Toxicity associated with erlotinib was expected, mainly grade 1 or 2 diarrhea and grade 1–3 rash. About 25% of patients stopped erlotinib due to rash. No relationship between the emergence of rash and progression-free survival was observed.

“Maintenance erlotinib did not increase progression-free or overall survival,” stated presenting author Ignace B. Vergote, MD, of University Hospital Leuven and KU Leuven, Belgium. “At this moment, we cannot identify a subgroup of patients that might benefit from maintenance erlotinib.” ■

Disclosure: Dr. Pujade-Lauraine disclosed advisory board and symposia honoraria from Roche. Drs. Oza and Vergote reported no potential conflicts of interest.

References

1. Pujade-Lauraine E, Hilpert F, Weber B, et al: AURELIA: A randomized phase III trial evaluating bevacizumab plus chemotherapy for platinum-resistant recurrent ovarian cancer. 2012 ASCO Annual Meeting. Abstract LBA5002. Presented June 2, 2012.

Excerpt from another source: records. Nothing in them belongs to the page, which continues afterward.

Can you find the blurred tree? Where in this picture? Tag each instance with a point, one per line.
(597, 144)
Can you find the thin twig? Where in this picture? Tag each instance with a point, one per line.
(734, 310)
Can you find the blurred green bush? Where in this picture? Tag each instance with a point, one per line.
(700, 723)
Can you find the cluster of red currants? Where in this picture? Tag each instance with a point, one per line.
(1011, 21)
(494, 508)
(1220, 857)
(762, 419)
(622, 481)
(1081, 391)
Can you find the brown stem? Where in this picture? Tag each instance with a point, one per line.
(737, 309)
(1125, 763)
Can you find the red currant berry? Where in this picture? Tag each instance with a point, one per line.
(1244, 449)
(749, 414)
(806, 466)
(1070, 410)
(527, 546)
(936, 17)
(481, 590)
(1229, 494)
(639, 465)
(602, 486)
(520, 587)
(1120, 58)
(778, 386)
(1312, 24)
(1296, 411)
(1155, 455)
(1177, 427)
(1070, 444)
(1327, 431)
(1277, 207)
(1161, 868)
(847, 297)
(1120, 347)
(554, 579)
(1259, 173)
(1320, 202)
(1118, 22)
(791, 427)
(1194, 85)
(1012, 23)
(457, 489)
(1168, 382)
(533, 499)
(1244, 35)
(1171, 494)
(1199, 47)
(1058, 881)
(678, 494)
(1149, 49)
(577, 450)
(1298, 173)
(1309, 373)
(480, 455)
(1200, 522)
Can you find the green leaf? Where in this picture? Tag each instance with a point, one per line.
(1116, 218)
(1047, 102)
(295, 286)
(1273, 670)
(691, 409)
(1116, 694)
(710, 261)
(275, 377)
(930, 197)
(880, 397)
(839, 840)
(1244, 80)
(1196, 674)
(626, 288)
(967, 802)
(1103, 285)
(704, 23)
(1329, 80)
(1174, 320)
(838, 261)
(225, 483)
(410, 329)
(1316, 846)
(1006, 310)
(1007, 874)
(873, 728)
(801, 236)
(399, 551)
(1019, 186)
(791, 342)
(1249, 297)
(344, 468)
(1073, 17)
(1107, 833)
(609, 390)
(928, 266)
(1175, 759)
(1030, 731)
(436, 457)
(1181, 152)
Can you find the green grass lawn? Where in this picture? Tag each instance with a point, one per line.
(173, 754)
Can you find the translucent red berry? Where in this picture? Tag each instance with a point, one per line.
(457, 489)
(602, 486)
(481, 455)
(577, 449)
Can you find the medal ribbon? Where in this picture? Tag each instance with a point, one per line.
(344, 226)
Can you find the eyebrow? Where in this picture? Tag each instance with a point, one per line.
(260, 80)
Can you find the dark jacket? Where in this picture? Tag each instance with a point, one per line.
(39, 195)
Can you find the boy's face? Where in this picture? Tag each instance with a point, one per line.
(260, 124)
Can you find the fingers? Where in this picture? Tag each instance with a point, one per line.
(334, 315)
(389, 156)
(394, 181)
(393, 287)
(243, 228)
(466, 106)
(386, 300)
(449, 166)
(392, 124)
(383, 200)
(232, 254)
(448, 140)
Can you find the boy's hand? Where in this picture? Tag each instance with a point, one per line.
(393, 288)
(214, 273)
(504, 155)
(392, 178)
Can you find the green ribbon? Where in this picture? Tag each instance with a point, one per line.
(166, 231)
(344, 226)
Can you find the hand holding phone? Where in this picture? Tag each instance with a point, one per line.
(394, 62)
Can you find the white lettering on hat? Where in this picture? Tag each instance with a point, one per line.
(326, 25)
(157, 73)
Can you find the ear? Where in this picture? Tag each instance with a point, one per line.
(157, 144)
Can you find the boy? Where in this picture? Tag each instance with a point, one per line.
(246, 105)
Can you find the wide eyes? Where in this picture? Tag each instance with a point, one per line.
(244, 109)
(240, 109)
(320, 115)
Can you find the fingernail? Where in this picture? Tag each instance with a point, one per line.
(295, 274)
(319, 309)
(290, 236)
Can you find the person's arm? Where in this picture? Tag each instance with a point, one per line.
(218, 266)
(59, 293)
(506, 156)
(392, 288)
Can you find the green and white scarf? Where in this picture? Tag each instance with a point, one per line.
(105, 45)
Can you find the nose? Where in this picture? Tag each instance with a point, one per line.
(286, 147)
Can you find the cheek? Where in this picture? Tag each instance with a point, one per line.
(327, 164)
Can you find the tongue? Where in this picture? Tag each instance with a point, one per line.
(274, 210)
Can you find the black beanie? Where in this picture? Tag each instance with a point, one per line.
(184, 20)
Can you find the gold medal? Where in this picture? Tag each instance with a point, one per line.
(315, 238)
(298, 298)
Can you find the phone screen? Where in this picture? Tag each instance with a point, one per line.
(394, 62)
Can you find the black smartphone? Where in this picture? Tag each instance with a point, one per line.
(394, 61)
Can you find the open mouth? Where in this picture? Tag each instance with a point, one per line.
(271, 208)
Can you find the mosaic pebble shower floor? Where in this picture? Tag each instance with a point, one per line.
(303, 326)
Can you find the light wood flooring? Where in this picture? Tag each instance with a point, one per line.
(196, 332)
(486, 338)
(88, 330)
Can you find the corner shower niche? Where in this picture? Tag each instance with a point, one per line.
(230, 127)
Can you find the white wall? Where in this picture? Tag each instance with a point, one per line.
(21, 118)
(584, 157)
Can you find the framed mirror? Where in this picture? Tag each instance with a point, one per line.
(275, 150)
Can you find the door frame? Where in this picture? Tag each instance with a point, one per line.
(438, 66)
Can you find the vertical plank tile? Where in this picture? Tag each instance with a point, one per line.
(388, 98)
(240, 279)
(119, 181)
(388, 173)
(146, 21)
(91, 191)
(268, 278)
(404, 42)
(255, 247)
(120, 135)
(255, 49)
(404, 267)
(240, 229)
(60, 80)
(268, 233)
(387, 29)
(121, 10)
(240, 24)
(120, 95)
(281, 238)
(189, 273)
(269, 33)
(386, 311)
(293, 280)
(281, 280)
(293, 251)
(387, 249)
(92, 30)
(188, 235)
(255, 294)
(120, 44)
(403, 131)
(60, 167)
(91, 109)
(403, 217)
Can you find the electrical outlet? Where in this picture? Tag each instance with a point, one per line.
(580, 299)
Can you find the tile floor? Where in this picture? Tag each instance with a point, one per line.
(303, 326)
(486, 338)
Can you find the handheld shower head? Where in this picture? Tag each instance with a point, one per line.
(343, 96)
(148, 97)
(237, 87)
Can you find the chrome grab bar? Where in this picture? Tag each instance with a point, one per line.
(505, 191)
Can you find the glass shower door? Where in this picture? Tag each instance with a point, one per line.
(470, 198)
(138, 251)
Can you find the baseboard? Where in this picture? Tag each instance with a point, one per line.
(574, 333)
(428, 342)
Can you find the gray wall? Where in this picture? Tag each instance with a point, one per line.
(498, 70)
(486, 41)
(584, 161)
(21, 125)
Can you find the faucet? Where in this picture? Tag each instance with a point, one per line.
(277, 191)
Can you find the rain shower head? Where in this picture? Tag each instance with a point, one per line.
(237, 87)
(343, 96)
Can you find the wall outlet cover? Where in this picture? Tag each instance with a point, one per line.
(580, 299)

2. Oza AM, Cibula D, Oaknin A, et al: Olaparib plus paclitaxel plus carboplatin followed by olaparib maintenance treatment in patients with platinum-sensitive recurrent serious ovarian cancer. 2012 ASCO Annual Meeting. Abstract 5001. Presented June 2, 2012.

3. Vergote IB, Joly F, Katsaros D, et al: Randomized phase III study of erlotinib versus observation in patients with no evidence of disease progression after first-line platin-based therapy for ovarian carcinoma. 2012 ASCO Annual Meeting. Abstract LBA5000. Presented June 2, 2012.